Embarrassing unfinished works from great writers
QUESTION | Dear ed, I often hear about great writers, composers, and scientists leaving behind unfinished works at their death, or about recently unearthed works which remain unedited. Why is it so hard to get my hands on these?
Steve Musto
Wheaton, IL
ed SPEAKS | Dear Steve, the reason is simple: Great artists get old, get nutty, and can crank out some pretty embarrassing stuff. Some people think it's better to keep this stuff under wraps than to smudge a great reputation or slay some sacred cows. Take a look at some of the stuff from my own vault, and I think you'll agree with them:
William Shakespeare
Timaeus' soliloquy from the unfinished Man From Pantalona
Ah! These tights! How doth they beset me with emasculation! Such star-crossed hosiery! Yea, verily, they ride up like the steeds of black Tartarus! Oh, but nay! Nay! When mother dear declareth, 'Pish, child! Tis most suitable for prancing!' But would not denim of Levi or a sensible Chino prance as sweet? Fie on these leggings! Yet ... soft ... would that they came in a gentle pastel. Then a mite my heart's bile should sweeten.
ee cummings
An uncollected poem
this darn
typewriter
has no
stinking
shift key.
Plato
From the unfinished Socratic dialogue, "Au Naturel"
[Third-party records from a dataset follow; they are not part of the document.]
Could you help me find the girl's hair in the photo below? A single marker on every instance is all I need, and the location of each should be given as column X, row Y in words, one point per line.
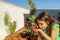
column 46, row 17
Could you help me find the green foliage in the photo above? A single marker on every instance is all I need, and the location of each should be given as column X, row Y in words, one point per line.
column 11, row 26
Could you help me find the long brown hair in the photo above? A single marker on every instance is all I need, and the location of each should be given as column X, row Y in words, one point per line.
column 46, row 17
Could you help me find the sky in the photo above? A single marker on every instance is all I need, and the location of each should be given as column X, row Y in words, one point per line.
column 40, row 4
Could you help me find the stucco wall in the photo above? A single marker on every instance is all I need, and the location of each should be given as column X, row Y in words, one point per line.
column 16, row 14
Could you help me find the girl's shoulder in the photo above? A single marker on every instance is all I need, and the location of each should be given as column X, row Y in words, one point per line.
column 55, row 25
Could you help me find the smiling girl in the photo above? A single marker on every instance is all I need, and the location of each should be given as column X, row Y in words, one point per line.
column 48, row 27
SOCRATES: So then, Vacuous, can a man be both clothed and unclothed?
VACUOUS: It cannot be so, Socrates.
SOCRATES: And if clothing is not an option, what then?
VACUOUS: Why, then he would be nude.
SOCRATES: It seems inevitable.
VACUOUS: Indeed, it seems so.
I won't even bother including the missing pages from Walden where Thoreau pines for cable TV and a jacuzzi. I think you get the picture.